Every meeting I had with Oleg was not a calm pleasant one, instead they were intense interrogations that I considered mental combat. I also learned quickly one does not lie because Oleg would have quickly detected my deception. Instead I refused to answer questions and used anger as a deflection and one time even accused him of being an FBI agent and demanding he show me his ID when he asked me to sign a receipt for payment. So intense were the meetings with Oleg that afterwards I would dry heave.
If the target makes the cut, he or she is brought to the final phase—where the risk to both sides is greatest—and become an operational asset. This is where the asset receives clear direction known as “tasking,” a step akin to business deliverables. Additionally, the asset may be given a method to signal meetings and communicate back with Russia. In some cases the IO who handled the recruitment is replaced with another who handles that specific asset. At this point, the relationship is at the next level, with no doubt in the asset’s mind what what they are doing or who they are doing it for.
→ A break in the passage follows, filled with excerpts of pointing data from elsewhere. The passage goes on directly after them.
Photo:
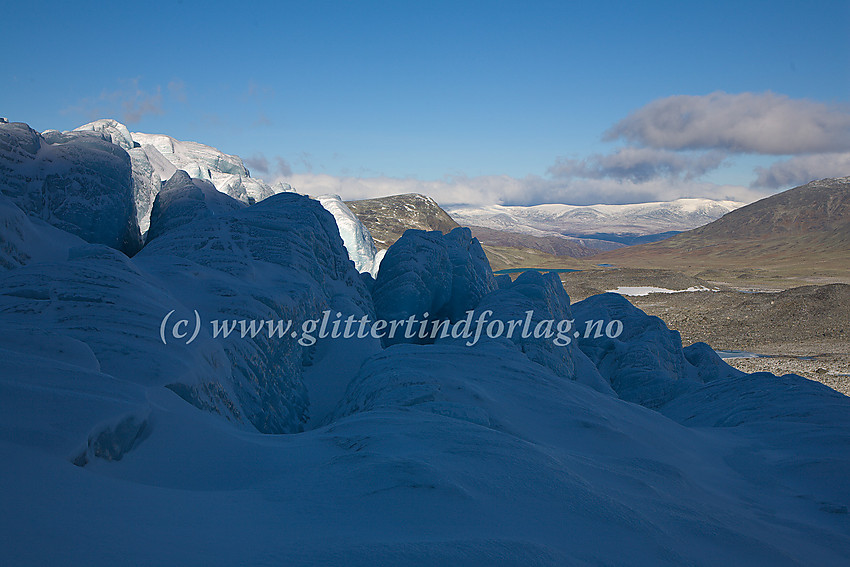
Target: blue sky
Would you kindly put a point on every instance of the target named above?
(470, 101)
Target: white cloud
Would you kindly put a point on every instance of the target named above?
(765, 123)
(502, 189)
(802, 169)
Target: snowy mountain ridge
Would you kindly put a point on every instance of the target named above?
(252, 448)
(580, 220)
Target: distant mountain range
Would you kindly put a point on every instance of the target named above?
(617, 223)
(538, 235)
(807, 226)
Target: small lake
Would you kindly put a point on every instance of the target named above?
(541, 270)
(724, 354)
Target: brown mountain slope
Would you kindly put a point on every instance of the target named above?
(388, 217)
(802, 232)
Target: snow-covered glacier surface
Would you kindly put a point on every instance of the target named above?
(255, 449)
(356, 237)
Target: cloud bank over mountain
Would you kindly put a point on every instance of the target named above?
(668, 149)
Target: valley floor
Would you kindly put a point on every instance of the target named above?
(800, 329)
The process is lengthy (in my case the Russians spent two years vetting me) and few make it to the point where they are trusted to know what Russia hopes to use them for. It is skilled work, finding targets and building relations while avoiding detection, as when Oleg gleefully explained how I should handle the cash he had given me to avoid reporting through banks. In that moment, I understood how comfortable the Russians are conducting recruiting efforts in the United States and, as Oleg went on, my recording device catching his words, I realized it was those skills that led him to arrogance, then sloppiness and finally to defeat.
It is a pattern I suspect is repeating itself now.